Refer to the articles below for lists of processors affected by various speculative execution side channel issues.
Processor support for the new mitigation mechanisms is enumerated using the CPUID instruction and several architectural MSRs. To find the mapping between a processor's CPUID and its Family/Model number, refer to the Intel® Software Developer's Manual, Vol 2A, table 3-8 and the INPUT EAX = 01H: Returns Model, Family, Stepping Information section.

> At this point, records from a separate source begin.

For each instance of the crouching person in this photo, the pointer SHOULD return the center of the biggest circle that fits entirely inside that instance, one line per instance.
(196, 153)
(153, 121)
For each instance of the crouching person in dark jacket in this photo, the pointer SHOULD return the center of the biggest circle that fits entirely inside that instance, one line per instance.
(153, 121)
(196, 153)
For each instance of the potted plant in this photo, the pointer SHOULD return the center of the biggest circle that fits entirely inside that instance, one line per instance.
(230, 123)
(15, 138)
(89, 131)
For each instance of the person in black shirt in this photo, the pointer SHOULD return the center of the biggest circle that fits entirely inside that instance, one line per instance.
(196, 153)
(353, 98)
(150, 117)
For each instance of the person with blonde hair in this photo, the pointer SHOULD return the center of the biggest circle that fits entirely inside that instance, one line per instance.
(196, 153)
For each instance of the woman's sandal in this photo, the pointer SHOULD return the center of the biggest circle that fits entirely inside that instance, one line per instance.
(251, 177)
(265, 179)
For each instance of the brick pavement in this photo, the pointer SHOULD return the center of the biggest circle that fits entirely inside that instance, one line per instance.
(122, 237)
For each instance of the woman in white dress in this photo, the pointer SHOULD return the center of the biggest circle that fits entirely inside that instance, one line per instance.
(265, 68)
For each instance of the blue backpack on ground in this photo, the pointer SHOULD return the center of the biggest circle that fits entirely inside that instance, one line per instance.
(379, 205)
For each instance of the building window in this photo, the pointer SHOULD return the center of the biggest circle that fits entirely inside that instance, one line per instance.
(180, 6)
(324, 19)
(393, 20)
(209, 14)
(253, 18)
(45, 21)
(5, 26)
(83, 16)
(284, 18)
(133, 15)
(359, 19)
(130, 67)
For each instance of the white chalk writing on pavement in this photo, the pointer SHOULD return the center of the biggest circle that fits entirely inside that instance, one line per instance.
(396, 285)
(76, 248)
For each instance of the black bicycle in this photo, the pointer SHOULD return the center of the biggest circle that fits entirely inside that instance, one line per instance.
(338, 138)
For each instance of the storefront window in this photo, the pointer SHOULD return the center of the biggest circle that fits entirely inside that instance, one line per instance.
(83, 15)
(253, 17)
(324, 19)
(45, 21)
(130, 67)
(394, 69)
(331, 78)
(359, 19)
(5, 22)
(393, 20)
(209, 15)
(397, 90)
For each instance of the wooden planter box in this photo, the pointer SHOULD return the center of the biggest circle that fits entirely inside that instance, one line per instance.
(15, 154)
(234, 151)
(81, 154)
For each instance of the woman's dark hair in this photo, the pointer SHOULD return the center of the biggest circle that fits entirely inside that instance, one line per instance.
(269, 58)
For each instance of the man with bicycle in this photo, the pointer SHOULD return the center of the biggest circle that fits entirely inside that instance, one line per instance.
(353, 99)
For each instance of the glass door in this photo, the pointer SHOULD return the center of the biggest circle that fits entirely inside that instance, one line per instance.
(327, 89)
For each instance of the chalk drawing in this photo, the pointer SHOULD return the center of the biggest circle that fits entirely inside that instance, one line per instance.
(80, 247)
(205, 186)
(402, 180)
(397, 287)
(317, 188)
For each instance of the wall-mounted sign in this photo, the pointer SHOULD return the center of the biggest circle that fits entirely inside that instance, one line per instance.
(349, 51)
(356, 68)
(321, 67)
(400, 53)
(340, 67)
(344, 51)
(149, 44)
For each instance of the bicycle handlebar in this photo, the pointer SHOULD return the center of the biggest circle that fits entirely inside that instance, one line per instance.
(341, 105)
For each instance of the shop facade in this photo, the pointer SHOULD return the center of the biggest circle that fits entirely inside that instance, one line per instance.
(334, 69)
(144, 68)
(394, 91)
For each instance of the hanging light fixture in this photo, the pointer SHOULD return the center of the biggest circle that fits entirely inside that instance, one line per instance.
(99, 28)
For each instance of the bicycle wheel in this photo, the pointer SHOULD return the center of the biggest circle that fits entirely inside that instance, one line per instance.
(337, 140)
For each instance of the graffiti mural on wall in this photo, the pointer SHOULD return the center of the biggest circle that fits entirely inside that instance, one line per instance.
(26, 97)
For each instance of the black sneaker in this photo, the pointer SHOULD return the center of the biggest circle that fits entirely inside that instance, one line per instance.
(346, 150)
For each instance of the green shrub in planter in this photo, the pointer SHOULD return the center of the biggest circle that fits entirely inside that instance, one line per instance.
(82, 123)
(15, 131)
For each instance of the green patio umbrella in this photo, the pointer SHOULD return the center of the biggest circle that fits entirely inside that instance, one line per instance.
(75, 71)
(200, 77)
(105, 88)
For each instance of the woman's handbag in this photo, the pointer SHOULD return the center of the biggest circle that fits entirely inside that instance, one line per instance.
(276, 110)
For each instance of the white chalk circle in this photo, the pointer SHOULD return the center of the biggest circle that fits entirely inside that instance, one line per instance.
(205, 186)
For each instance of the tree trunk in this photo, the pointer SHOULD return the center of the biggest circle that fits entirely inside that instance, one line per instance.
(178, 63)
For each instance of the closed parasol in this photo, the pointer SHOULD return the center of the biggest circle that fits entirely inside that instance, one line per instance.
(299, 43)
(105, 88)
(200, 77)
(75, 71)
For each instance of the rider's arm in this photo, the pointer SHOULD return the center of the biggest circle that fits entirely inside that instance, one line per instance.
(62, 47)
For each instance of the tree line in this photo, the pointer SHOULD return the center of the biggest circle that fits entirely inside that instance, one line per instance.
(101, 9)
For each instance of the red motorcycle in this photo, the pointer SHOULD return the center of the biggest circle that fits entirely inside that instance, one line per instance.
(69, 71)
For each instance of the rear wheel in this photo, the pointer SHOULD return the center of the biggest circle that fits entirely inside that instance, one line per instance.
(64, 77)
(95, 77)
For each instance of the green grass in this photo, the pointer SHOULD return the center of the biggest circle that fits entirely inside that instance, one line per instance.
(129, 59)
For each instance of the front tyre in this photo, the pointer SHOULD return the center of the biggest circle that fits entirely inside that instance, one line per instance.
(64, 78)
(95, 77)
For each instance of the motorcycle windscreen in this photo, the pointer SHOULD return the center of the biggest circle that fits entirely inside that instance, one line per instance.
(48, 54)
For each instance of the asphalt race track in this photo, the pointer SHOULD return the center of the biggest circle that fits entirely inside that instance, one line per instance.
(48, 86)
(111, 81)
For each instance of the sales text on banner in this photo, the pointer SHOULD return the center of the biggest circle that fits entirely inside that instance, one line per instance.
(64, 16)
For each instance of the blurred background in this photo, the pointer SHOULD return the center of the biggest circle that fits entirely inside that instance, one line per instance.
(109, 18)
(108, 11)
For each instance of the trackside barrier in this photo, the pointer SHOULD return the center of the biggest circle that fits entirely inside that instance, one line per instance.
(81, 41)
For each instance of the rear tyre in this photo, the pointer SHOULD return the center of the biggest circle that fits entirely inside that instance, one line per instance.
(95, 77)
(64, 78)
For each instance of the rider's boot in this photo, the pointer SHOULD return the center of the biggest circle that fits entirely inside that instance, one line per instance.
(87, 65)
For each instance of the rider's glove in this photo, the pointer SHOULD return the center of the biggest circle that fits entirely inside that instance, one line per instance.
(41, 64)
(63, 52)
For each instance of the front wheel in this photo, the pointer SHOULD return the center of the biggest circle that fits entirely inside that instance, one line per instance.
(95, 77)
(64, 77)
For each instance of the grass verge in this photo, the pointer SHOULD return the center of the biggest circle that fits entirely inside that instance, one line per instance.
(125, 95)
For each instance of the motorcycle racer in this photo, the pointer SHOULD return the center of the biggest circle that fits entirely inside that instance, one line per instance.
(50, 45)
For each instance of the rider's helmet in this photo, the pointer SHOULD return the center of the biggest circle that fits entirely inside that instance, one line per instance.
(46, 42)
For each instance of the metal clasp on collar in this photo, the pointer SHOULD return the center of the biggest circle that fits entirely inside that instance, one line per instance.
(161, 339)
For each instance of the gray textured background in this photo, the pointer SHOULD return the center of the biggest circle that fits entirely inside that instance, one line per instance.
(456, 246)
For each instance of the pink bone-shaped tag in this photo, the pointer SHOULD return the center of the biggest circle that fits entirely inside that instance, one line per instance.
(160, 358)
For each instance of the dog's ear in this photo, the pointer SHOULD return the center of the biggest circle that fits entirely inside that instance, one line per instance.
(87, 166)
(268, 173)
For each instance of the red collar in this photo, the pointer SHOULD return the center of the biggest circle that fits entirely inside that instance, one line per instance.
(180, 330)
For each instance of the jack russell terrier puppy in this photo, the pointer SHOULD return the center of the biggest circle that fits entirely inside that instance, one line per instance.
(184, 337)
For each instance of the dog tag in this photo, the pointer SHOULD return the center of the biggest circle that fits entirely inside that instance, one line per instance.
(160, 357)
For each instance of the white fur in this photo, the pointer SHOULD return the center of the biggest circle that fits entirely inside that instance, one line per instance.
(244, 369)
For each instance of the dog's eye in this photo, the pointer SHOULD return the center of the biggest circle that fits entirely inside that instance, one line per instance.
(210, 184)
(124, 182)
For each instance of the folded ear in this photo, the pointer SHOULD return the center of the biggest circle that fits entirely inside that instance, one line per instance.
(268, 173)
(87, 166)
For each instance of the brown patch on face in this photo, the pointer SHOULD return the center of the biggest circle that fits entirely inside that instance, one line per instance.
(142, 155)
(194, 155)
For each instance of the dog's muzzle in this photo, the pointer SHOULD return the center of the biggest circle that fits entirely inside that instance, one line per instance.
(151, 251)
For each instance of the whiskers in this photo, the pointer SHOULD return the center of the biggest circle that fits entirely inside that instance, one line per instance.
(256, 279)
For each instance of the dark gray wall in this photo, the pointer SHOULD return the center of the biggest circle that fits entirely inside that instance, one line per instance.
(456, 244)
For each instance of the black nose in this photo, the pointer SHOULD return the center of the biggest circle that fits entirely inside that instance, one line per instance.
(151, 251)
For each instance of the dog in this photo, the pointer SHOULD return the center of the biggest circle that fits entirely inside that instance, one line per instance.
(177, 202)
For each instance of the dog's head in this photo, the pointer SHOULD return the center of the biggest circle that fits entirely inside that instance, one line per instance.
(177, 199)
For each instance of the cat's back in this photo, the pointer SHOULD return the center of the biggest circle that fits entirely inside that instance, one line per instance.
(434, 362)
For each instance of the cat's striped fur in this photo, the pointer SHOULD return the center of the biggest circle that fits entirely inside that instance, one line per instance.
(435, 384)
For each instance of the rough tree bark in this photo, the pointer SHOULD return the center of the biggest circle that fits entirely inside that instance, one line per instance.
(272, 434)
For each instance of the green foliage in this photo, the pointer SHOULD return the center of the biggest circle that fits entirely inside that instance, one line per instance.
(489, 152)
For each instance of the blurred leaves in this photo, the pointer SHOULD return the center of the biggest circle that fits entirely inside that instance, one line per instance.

The CPUID instruction enumerates support for the mitigation mechanisms using five feature flags in CPUID.(EAX=7H,ECX=0):EDX:
The mitigation mechanisms may be introduced to a processor by loading a microcode update. In such cases, software should reevaluate the enumeration after loading that microcode update.
| Initial EAX Value | Information Provided About the Processor | Notes |
|---|---|---|
| 07H | EDX | Leaf 07H main leaf (ECX = 0). If ECX contains an invalid subleaf index, EAX/EBX/ECX/EDX return 0. Bit 10: MD_CLEAR supported. Bits 25-00: Reserved Bit 26: IBRS and IBPB supported Bit 27: STIBP supported Bit 28: L1D_FLUSH supported Bit 29: IA32_ARCH_CAPABILITIES supported Bit 30: Reserved Bit 31: SSBD supported |
NOTE: The table above is not intended to provide full details of this leaf; see the Intel® 64 and IA-32 Architectures Software Developer’s Manual, Volume 2A (CPUID instruction), for full details on CPUID leaf 07H.
Additional features are enumerated by the IA32_ARCH_CAPABILITIES MSR (MSR index 10AH). This is a read-only MSR that is supported if CPUID.(EAX=7H,ECX=0):EDX[29] is enumerated as 1.
| Register Address Hex | Register Address DEC | Register Name / Bit Fields | Bit Description | Comment |
|---|---|---|---|---|
| 10AH | 266 | IA32_ARCH_CAPABILITIES | Enumeration of Architectural Features (RO) | If CPUID.(EAX-07H, ECX=0):EDX[29]=1 |
| 10AH | 266 | 0 | RDCL_NO: The processor is not susceptible to Rogue Data Cache Load (RDCL). | |
| 10AH | 266 | 1 | IBRS_ALL: the processor supports enhanced Indirect Branch Restriction Speculation (IBRS) | |
| 10AH | 266 | 2 | RSBA: The processor supports RSB Alternate. Alternative branch predictors may be used by RET instructions when the RSB is empty. Software using retpoline may be affected by this behavior. | |
| 10AH | 266 | 3 | SKIP_L1DFL_VMENTRY: A value of 1 indicates the hypervisor need not flush the L1D on VM entry. | |
| 10AH | 266 | 4 | SSB_NO Processor is not susceptible to Speculative Store Bypass (SSB). | |
| 10AH | 266 | 5 | MDS_NO: Processor is not susceptible to Microarchitectural Data Sampling (MDS). | |
| 10AH | 266 | 8 | TAA_NO: Processor is not susceptible to Intel TSX Asynchronous Abort (TAA). | |
| 10AH | 266 | 63:6 | Reserved |
The IA32_SPEC_CTRL MSR bits are defined as logical processor scope. On some core implementations, the bits may impact sibling logical processors on the same core.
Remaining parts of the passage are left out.